Half a million young people stream onto the labour market every year in Iraq, for example. A lack of employment opportunities combined with a worsening supply of water, electric power and other public services are creating a climate of dangerous social tension. Things can erupt surprisingly fast.
It is particularly risky when social grievances escalate in conditions of fragile statehood. That is especially true of Iraq and Lebanon, not only because of their proximity to civil-war-torn Syria, but also because both countries have deep sectarian divides. Whereas in Iraq the Shias have dominated the government since the US invasion of 2003, in Lebanon, the Shia Hezbollah is a state within the state.
Throughout the region, Iran’s Shia regime is supporting Shia organisations and militias, whereas Saudi Arabia funds Iran’s Sunni opponents (see Maysam Behravesh in Focus section of D+C/E+Z e-Paper 2019/10).
Against this backdrop, it represents a welcome surprise that Shias and Sunnis are rallying together in Iraq, and in Lebanon, they are joined by Christians. Across the faith communities, people are uniting to challenge the political establishment.

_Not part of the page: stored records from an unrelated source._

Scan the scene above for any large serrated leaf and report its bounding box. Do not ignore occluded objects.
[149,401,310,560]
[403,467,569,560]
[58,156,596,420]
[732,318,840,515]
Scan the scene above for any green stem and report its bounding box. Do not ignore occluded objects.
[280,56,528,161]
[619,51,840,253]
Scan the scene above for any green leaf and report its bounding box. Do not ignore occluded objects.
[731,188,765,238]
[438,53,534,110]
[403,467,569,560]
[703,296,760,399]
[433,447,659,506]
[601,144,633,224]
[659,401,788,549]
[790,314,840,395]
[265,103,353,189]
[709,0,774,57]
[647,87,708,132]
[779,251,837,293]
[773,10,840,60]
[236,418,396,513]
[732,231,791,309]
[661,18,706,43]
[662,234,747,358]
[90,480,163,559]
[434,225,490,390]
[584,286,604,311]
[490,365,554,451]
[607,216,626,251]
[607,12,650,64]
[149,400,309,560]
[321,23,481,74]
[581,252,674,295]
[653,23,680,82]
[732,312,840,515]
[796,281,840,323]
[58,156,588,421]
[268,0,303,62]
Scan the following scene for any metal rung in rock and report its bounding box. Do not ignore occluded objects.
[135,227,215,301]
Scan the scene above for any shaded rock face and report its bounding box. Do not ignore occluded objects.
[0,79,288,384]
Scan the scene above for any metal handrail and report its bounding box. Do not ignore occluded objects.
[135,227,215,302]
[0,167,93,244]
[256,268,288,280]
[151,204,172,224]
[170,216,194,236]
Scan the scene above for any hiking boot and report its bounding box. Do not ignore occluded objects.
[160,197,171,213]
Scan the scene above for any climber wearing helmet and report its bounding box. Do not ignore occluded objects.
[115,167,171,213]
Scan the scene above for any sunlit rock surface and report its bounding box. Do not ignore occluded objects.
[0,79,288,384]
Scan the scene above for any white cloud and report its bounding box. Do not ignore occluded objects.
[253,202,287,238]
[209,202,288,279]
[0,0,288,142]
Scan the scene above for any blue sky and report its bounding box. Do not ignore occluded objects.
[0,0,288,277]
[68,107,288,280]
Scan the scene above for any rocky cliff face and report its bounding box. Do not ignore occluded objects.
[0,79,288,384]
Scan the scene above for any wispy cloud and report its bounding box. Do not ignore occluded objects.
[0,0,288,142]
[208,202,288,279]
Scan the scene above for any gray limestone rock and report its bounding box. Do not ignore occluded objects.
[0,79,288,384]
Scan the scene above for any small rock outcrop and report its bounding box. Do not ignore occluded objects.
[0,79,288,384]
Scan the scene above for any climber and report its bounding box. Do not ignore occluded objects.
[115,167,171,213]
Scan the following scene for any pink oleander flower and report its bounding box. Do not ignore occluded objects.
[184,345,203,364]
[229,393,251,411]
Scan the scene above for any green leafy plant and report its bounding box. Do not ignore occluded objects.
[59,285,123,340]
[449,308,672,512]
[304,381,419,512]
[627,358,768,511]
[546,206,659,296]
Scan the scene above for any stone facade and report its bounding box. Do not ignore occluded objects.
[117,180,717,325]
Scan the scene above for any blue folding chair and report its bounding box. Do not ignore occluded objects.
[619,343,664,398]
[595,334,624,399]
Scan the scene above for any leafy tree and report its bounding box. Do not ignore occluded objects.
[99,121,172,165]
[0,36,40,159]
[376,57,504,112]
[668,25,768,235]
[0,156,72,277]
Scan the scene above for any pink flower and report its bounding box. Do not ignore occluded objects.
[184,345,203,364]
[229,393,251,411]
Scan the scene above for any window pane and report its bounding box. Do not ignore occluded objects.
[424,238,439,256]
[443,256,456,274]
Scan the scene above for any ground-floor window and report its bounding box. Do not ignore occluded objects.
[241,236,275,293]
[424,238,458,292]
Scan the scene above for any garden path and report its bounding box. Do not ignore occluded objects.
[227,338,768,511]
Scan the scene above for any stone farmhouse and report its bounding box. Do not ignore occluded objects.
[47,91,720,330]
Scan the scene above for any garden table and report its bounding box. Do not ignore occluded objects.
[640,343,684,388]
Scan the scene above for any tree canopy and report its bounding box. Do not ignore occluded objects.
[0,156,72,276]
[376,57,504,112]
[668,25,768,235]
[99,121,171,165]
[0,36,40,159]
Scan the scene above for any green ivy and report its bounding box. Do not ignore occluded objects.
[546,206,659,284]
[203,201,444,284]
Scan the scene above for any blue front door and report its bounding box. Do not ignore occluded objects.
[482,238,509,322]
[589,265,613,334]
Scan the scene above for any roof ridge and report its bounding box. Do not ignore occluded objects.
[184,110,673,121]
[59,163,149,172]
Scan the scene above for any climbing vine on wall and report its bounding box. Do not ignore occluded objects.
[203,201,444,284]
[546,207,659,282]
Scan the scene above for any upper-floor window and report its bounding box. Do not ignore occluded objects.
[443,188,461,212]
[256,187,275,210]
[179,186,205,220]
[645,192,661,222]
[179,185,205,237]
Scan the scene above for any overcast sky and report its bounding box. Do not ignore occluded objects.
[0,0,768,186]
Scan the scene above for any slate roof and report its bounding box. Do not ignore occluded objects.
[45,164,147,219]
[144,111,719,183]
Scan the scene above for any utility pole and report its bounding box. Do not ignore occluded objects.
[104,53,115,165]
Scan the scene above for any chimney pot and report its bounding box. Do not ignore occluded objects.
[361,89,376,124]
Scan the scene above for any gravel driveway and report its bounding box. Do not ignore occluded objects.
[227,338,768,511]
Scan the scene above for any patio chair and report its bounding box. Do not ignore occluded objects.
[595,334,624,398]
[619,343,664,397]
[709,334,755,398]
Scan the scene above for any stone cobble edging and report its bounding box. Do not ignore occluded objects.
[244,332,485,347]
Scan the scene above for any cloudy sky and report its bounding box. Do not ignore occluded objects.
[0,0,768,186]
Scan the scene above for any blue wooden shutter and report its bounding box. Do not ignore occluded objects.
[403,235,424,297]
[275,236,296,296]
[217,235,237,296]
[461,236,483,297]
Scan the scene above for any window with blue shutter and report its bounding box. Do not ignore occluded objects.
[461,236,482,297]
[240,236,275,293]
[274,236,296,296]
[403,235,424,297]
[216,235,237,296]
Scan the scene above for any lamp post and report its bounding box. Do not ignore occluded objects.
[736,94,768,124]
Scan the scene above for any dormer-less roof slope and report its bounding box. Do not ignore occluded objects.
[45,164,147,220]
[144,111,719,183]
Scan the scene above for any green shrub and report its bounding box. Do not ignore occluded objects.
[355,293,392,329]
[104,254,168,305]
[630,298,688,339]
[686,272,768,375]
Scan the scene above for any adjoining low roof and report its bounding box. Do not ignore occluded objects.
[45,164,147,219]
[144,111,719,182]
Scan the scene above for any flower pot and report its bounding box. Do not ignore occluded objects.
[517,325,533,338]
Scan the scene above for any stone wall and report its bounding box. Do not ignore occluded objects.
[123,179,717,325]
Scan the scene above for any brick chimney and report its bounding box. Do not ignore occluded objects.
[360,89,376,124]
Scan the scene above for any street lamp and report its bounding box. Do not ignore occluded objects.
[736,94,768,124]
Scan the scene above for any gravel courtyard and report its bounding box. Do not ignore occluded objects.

That they are overcoming religious difference is encouraging, but the violent response by security forces in Iraq brings back bad memories of the repression of the protests in Syria in 2012. When this comment was finalised in late November, some 300 people had been killed.
Things have remained relatively peaceful in Lebanon so far. However, it remains to be seen how the radical Shia Hezbollah will respond to public discontent in the future, and what impact the mass protests will have on Iran and Saudi Arabia, the two regional powers. Forty-five percent of all terrorist attacks worldwide take place in the MENA region. Forty-seven percent of all displaced people and 57 % of all refugees who have had to leave their home countries are from it too.
The MENA region will only find its way back to peace and development once its social issues have been resolved. In order to do that, its countries will have to overcome structural barriers to development, including the lack of international competitiveness, ossified public administrations and the people’s exclusion from economic opportunities and participation in public life.
The EU should make its contribution. It should not only invest in development cooperation, but above all conduct its trade relations with countries in this region on a more equitable playing field.
The second precondition for sustainable development in the Middle East is a resolution of the conflict between Saudi Arabia and Iran. That cannot be achieved by applying ever more pressure on Iran. What is needed is the framework of a comprehensive regional peace strategy that takes into account the interests of all parties involved.
The EU must break away from their currently passive role as an outraged observer and set an appropriate foreign policy in motion, engaging the international community. There is no other way to achieve sustainable social development in this challenging world region which is quite close to Europe.
Nassir Djafari is an economist and freelance writer.